After some time spent on this if condition (lol) I think I finally found out how this works. Hopefully this helps understanding it…

I would say the trick for understanding this problem and provided solution is by imagining the number line. As we can see the, code is performing a subtraction to see for the distance between one point, **targetSum**, and another , which is the computed sum of a triplet, which in the code would be the part written as: -arr[i] - arr[left] - arr[right], By the way, instead of subtracting one by one lets just make it more explicit by creating the current triplet before using it in the subtraction:

int currentSum = arr[i] + arr[left] + arr[right];

int targetDiff = targetSum - currentSum;

**Explanation for if statement with additional condition: || (Math.abs()targetDiff…**

The way that made me understand this condition is that I used this case where we would obtain two differences with same numeric value but different in sign. So lets take this input:

arr = [-1, 0, 0, 1, 2, 4]

targetSum = 3

When computing the code for this, we will see an iteration where we have the triplet: [-1, 0, 0] this will make:

currentSum = -1 + 0 + 0 = -1

targetDiff = 3 - (-1) = 4

So imagine the number line:

```
-1(cSum) **3(targetS)**
4 (tDiff)
```

After this we will also have an iteration where we built the triplet: [1, 2, 4] which will make:

currentSum = 1, 2, 4 = 7

targetDiff = 3 - 7 = -4

number line:

```
**3(targetS)** 7(cSum)
-4(tDiff)
```

The behavior you can notice is that when the currentSum is to the right of **targetSum**, the difference is obviously negative according to the order written in code for the subtraction. So we will fall in that second condition when we produced two currentSum’s that are equal in numeric value (for this case 4) but different in sign. And since the problem states that if there are more than 1 valid triplets we have to take the smallest, then in the code we will preserve the positive targetDiff cause graphically we see that it belongs to a target sum that fell to the left of our **targetSum**.

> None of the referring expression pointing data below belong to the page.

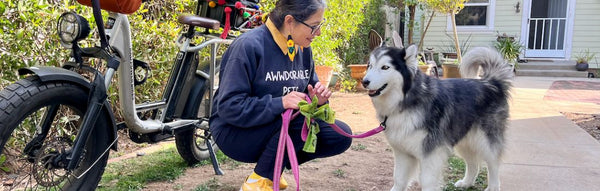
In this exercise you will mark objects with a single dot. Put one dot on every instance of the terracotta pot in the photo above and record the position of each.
(423, 68)
(358, 71)
(582, 66)
(324, 73)
(450, 71)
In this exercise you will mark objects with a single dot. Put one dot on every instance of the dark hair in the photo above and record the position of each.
(299, 9)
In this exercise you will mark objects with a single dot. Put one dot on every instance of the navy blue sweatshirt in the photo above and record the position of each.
(255, 74)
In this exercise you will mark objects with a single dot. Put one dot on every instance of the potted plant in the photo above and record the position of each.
(450, 59)
(510, 48)
(450, 68)
(324, 73)
(582, 60)
(450, 7)
(422, 64)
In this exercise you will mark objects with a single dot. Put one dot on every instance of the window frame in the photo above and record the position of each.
(490, 14)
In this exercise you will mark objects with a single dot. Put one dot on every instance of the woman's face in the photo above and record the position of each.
(304, 32)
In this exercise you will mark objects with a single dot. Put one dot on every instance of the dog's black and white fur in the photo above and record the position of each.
(428, 118)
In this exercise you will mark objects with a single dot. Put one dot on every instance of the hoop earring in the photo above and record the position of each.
(291, 48)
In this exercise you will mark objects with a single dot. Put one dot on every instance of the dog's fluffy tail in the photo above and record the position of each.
(491, 62)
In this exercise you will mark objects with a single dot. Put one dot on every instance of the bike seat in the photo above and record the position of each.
(198, 21)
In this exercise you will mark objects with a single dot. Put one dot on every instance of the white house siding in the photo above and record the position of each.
(586, 29)
(506, 20)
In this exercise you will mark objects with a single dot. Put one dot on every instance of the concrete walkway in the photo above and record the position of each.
(547, 151)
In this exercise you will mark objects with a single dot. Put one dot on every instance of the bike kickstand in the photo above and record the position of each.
(213, 158)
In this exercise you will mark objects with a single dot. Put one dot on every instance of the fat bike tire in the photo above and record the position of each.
(22, 105)
(192, 146)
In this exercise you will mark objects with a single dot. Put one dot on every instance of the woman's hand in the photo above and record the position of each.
(321, 91)
(291, 100)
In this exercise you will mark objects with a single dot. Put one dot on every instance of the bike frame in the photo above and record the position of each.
(120, 41)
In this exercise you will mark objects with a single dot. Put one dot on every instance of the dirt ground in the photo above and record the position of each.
(367, 165)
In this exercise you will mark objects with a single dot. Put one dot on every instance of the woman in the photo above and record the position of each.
(264, 72)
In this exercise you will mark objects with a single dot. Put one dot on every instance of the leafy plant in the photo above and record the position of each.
(2, 161)
(509, 47)
(451, 7)
(584, 56)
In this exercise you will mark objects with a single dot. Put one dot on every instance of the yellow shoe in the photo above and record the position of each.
(282, 183)
(255, 182)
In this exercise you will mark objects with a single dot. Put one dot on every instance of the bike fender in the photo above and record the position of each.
(50, 74)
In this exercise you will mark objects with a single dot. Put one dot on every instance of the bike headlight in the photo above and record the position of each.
(72, 28)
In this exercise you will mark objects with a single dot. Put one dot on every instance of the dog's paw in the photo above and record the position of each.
(462, 184)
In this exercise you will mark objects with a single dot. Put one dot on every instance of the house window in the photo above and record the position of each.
(477, 15)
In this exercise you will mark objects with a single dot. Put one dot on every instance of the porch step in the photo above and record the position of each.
(550, 69)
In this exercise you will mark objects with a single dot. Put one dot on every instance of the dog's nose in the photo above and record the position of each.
(366, 83)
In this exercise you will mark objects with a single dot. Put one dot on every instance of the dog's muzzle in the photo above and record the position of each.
(377, 92)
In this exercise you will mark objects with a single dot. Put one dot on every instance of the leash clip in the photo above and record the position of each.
(382, 124)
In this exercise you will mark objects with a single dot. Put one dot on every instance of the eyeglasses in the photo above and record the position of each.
(313, 29)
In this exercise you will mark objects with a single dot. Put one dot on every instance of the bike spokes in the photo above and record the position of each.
(36, 152)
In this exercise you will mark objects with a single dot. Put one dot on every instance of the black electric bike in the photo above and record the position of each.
(57, 127)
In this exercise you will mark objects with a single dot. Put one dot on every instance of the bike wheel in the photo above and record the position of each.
(38, 125)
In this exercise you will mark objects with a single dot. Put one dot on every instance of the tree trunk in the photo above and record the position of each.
(425, 31)
(456, 44)
(411, 22)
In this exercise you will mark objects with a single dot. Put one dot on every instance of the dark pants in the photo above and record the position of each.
(259, 145)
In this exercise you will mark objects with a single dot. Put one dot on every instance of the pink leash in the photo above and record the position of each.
(286, 141)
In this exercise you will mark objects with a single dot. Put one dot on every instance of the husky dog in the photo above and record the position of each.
(428, 118)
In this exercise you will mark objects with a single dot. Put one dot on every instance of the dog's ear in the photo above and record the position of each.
(410, 58)
(397, 40)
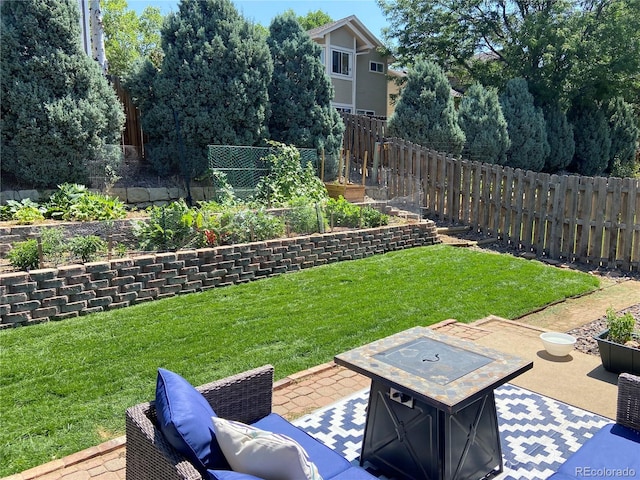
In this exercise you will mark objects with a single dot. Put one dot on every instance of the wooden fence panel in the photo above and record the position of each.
(585, 219)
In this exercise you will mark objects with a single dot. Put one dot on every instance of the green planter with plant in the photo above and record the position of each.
(619, 344)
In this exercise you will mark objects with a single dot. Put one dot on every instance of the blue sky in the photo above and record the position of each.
(262, 11)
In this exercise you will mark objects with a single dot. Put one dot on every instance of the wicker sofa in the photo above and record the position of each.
(614, 451)
(246, 398)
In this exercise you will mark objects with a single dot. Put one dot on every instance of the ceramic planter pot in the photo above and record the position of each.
(617, 358)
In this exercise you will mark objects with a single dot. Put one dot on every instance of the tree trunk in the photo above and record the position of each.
(97, 35)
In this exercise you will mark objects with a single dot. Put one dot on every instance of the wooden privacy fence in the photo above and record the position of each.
(584, 219)
(593, 220)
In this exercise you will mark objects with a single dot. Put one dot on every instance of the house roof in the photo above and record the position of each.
(365, 40)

**Explanation for last if-else statement:**

Ok so this targetDiff result can be either negative, positive or 0. By basic maths we know targetDiff will be positive if currentSum (the subtrahend) is smaller than targetSum, so what do we need to do? **increase currentSum**, to get as closest as possible to 0 because that is when the triplets are the closest to targetSum, otherwise if the result is negative that means our currentSum is too big so we **decrease currentSum**.

Note until this point in the code, we wont receive a case when the targetDiff is 0 because that is taken care at the top. Since if we found the “perfect” triplet we just stop.